Elaine Posted Thu 03rd of November, 2011 12:01:13 PM
The report reads: "The skin incisions were made and carried down through the platysma muscle. Short subplatysmal flaps were elevated and these were held into position with ______ retractors. The strap muscles were divided in the midline. Having exposed the thyroid gland, there was a separate large substernal mass in the left paratracheal region. This was skeletonized and a biopsy was obtained which showed normal thyroid tissue. Using careful blunt and sharp dissection, the substernal portion of the mass was removed without difficulty. The left side right lobe also had some cystic changes and enlargement.
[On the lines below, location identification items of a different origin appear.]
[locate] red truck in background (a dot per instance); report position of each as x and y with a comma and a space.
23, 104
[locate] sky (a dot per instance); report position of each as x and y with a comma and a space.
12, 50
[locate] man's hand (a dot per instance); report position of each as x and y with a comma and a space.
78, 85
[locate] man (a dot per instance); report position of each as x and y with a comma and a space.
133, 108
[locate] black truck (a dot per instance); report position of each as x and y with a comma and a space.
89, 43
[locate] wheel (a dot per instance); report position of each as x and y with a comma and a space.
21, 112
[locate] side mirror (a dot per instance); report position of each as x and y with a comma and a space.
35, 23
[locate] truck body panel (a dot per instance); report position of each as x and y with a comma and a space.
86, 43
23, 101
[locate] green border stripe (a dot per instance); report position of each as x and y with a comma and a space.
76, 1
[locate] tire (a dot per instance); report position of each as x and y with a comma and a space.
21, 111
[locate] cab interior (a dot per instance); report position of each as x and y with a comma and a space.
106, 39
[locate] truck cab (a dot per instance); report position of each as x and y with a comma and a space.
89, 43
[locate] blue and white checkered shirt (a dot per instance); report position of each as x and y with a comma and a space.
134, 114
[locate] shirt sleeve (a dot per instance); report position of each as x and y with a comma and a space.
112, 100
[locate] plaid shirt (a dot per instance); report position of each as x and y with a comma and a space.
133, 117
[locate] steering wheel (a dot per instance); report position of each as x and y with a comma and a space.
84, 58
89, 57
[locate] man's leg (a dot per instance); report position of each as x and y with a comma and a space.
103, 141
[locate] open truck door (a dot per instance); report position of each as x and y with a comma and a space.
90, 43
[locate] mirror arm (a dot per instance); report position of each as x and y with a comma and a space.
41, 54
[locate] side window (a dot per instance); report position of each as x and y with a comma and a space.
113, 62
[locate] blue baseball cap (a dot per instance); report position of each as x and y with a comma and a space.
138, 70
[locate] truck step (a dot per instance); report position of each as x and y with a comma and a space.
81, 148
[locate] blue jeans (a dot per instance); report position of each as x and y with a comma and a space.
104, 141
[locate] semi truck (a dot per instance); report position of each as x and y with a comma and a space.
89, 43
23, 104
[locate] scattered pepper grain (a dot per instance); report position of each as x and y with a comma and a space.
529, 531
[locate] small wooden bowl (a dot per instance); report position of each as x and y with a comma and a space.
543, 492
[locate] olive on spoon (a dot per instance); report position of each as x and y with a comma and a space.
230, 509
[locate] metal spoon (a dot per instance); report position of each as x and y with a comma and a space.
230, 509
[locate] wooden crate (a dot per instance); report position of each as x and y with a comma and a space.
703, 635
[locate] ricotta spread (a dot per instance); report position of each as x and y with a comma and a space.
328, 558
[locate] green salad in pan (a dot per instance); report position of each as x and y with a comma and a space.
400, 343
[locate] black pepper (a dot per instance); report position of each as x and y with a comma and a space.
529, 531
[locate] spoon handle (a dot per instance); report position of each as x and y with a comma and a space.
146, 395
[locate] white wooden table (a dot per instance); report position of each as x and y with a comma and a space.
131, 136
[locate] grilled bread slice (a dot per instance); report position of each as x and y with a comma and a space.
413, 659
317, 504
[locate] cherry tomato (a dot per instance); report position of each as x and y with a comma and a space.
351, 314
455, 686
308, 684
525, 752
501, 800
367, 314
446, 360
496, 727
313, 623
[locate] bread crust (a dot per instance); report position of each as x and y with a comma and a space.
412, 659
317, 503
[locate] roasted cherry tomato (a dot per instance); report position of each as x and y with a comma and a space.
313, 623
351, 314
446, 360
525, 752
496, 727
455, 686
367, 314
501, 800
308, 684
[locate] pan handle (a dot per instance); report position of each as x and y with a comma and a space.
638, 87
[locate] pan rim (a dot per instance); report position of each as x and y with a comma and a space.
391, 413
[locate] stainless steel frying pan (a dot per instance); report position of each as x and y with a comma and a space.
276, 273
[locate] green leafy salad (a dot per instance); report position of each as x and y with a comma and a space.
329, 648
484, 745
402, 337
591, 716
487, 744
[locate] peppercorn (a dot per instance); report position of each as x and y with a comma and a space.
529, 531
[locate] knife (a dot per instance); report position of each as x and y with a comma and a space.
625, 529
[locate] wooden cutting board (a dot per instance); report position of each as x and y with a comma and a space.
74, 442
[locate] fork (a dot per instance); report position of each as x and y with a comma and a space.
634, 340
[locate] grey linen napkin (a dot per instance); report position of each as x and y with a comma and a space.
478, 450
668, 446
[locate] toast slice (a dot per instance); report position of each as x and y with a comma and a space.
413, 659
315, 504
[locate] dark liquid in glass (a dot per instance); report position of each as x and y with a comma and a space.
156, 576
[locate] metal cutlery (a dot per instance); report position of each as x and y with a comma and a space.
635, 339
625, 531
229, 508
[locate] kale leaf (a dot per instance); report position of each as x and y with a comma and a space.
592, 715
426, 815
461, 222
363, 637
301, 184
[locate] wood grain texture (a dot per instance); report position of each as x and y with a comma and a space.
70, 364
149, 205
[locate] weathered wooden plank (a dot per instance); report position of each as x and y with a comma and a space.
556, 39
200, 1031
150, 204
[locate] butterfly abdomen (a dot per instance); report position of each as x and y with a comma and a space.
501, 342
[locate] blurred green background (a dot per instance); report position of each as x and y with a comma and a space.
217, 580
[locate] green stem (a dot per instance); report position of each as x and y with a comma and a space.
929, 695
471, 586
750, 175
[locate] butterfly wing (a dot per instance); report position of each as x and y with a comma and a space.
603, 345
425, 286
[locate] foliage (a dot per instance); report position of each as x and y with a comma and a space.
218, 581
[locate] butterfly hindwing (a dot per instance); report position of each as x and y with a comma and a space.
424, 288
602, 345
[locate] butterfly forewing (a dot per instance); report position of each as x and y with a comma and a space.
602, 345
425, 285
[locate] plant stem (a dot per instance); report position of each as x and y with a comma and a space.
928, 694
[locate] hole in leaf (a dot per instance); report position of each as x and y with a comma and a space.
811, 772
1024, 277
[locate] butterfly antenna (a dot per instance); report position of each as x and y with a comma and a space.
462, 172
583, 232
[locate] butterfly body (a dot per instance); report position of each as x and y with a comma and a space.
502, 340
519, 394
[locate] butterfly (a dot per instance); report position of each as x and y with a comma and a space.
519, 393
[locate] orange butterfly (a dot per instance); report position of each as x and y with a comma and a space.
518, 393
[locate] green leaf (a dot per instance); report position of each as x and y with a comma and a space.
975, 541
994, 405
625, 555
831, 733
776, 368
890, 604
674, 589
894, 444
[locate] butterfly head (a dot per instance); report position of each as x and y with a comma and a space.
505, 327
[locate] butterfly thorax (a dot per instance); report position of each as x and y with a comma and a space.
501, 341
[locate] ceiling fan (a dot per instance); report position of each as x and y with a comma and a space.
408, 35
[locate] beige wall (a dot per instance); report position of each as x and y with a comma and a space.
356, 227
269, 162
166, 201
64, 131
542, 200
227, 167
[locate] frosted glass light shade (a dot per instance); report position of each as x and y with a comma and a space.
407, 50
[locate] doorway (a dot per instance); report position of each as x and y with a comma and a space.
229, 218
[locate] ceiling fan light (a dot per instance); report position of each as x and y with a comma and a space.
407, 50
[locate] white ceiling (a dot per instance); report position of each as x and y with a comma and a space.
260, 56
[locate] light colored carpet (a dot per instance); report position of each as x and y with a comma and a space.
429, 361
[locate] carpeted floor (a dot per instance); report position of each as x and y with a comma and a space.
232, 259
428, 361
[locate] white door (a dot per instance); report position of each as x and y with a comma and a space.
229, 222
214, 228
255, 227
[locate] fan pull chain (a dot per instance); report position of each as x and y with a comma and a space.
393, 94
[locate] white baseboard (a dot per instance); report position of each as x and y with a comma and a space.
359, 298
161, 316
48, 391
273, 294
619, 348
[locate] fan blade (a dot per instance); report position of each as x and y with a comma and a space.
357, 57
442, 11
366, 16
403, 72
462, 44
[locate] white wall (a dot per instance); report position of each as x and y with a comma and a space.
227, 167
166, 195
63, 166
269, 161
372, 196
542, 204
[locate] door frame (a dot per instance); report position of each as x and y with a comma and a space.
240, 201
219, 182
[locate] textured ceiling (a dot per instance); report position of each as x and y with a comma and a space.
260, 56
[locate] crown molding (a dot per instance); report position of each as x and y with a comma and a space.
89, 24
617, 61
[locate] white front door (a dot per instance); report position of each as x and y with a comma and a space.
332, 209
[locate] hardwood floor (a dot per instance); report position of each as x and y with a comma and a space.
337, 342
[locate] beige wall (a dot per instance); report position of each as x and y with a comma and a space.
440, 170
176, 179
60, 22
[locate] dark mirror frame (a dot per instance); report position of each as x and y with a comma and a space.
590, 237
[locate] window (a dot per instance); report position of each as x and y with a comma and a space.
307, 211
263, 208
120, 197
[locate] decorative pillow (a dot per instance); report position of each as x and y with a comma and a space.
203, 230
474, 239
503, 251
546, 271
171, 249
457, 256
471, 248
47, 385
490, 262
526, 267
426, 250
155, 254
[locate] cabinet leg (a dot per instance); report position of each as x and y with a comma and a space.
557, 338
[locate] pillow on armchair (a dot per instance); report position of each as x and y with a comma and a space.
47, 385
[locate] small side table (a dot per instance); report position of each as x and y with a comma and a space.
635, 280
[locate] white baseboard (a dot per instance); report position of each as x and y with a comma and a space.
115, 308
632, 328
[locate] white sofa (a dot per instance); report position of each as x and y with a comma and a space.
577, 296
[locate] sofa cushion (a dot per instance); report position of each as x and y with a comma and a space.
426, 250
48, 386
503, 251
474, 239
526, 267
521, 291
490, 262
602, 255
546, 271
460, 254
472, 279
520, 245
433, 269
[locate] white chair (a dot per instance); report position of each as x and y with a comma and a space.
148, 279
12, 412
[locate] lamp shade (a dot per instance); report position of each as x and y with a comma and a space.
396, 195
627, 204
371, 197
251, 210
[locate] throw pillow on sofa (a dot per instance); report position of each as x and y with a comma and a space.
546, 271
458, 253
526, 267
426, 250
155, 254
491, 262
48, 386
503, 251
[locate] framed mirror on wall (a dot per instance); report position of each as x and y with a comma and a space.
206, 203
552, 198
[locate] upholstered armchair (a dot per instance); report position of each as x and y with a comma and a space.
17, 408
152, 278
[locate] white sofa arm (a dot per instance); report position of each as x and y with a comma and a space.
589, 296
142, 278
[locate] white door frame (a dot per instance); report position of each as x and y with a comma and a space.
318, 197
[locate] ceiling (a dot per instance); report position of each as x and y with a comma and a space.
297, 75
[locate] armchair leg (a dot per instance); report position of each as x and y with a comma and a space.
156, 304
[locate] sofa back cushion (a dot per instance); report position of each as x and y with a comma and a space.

The recurrent laryngeal nerve was identified in the paratracheal area and followed into the entrance into the larynx. There was significant fibrous changes and some small paratracheal lymph nodes present in the inferior border of the left thyroid lobe and a definite parathyroid gland was not identified here. The superior pole of the thyroid was ligated between hemostats. The thyroid gland was then mobilized off the trachea and cross clamped. The left thyroid lobe was removed. The cut edge of the thyroid was oversewn with 3-0 Vicryl suture. The wound was irrigated with copious amounts of sterile saline and checked again for hemostasis.
I'm looking at code 60270, and I believe this would include the 60220???
SuperCoder Answered Thu 03rd of November, 2011 18:13:43 PM
The major difference between the two codes is that CPT 60270 involves thyroidectomy including substernal thyroid, which is not included in 60220.
So, you are right in picking 60270 only.
Yes, it includes when the approach is same. Allows modifier when the approach is different, as 60220 may involve transcervical approach whereas 60270 involves transthoracic approach.